この男は明らかにこのケンタウロスたちのリーダーであり、自分たちの一族よりもはるかに強く、ケンタウロス・ロードのような存在になっていると推測され、ケントは彼に勝てないのではないかと思う。
このような強力なケンタウロスは、すでに予期せぬ喜びと言えるでしょう。
「なぜお前たちを信じなければならないか? 青竜を知らない生物は荒野にはいないはずだが、なぜ青竜ではなく俺のところに来たか?」
俺はリザードマンやケンタウロス族の要求を真っ向から拒否し、仲間になりに来た人型の生き物たちを睨みつけて言った。

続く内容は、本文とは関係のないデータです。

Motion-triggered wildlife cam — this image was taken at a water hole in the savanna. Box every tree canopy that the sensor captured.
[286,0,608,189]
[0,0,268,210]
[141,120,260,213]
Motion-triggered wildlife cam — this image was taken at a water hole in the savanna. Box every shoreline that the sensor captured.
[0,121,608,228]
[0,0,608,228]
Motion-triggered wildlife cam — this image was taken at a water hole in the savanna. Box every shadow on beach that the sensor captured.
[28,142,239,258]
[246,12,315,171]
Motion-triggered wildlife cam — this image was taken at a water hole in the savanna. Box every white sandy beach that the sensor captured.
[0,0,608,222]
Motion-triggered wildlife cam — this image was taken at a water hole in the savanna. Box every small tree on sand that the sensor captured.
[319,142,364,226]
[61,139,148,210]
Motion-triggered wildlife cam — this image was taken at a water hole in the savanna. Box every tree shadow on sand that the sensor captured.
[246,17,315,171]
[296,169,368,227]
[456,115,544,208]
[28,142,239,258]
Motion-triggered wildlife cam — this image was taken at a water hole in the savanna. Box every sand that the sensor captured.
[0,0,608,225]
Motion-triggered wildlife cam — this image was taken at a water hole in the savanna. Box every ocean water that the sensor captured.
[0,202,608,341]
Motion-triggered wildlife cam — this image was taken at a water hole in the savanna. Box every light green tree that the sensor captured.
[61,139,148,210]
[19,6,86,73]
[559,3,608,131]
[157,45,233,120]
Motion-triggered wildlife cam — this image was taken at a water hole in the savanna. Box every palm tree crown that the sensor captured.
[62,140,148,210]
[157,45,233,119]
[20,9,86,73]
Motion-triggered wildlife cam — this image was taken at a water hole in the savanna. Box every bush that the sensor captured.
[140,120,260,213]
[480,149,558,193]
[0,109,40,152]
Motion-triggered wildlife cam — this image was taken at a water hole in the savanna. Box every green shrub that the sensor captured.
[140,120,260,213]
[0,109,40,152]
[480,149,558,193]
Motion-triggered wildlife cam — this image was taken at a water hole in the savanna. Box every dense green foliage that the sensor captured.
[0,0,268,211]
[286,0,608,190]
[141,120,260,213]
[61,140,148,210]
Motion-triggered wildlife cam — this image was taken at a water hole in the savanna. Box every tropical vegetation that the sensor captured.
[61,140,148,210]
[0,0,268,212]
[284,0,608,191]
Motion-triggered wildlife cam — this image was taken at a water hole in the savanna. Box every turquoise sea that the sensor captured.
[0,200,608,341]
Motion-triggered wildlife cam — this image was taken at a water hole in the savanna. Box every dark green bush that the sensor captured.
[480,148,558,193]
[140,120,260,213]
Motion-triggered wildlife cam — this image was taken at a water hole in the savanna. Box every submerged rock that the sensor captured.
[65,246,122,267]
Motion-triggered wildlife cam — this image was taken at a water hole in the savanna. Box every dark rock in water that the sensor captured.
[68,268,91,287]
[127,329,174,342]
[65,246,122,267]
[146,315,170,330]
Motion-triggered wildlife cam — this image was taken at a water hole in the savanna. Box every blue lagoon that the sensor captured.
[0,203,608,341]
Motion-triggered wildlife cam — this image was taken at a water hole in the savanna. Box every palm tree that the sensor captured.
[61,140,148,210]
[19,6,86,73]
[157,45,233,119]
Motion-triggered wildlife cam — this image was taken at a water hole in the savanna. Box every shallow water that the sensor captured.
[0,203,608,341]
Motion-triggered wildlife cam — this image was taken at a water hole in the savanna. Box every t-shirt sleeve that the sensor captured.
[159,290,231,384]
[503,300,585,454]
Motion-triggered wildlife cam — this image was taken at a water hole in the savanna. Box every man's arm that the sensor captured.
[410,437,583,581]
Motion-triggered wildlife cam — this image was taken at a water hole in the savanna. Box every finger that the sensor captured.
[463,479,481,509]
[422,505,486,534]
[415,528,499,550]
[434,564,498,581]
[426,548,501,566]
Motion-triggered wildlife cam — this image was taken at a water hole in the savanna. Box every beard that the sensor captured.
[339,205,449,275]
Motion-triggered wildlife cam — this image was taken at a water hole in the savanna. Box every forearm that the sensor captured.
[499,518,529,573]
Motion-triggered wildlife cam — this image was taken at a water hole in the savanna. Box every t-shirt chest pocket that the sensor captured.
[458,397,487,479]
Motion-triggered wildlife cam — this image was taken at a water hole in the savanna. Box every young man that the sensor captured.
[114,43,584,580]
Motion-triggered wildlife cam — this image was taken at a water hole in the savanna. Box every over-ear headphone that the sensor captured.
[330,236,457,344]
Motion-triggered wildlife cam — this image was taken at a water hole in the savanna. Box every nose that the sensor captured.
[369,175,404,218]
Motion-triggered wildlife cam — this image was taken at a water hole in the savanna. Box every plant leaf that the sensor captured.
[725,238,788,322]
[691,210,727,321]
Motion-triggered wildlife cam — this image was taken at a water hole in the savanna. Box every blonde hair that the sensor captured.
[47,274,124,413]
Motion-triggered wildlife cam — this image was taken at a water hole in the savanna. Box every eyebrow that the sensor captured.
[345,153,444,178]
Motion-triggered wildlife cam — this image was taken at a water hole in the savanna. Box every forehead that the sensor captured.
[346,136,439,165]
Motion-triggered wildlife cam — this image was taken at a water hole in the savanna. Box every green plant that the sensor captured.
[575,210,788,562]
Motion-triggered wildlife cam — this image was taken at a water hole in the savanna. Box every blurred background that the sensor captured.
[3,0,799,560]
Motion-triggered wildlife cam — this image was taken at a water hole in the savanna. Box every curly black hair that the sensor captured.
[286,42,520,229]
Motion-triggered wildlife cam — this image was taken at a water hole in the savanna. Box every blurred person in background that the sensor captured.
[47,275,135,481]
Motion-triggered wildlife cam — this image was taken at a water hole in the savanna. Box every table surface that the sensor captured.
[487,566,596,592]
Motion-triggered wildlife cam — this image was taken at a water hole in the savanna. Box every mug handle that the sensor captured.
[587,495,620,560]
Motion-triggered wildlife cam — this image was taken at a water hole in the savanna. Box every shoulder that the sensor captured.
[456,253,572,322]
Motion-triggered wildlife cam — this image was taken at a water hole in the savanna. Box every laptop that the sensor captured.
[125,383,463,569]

荒野では、今の青竜の名声では、どんな生物も青龍を知らないはずがない。青竜ではなく俺のところに来たのは逆説的である。はっきりと聞いておかないと、眷族として受け止められない。ましてや今の俺の力は、何も恐れる必要がないほどだ。
だから、その言葉が発せられると、俺はすぐに跡形もなく目を細めて、遠くからやってきた異族たちの一挙手一投足を見ていた。
ケンタウロスたちの顔には微妙な葛藤が見られ、どこか油断しているようにも見えた。一方、リザードマンのほぼ全員が怒りの表情を浮かべていた。
「青竜は我々を受け入れないでしょう、陛下」
「青竜は私たちを劣等種族とは気に入らなかったが、どうか私たちの能力を信じてください」
ケンタウロス族のリーダーであるカーンも一抹の不安を顔に浮かべていたが、すぐにまた落ち着いて胸を張りました。
「はい、閣下、あの成年の青竜の眷族のほとんどは、オーガや竜獣などの強力な種族です」
リザードマンのリーダー・レッドがすぐに反響した。
「黒竜閣下、我々はあの嫌われる青龍に沼地から追い出されました」
残りのリザードマンたちが付け加えた。
つまり、俺はただ青竜の代わりのか?だが、俺の役に立つことができれば、何も問題ない。
「そういうことなら」
「では、証明しろ」
憤慨している異族たちを見て、俺は静かな声で言った。
「武器を持ち、人間を殺して、自分の価値を証明しろ」
俺は頭を下げて、目の前のケンタウロスやリザードマンをすべて見渡した。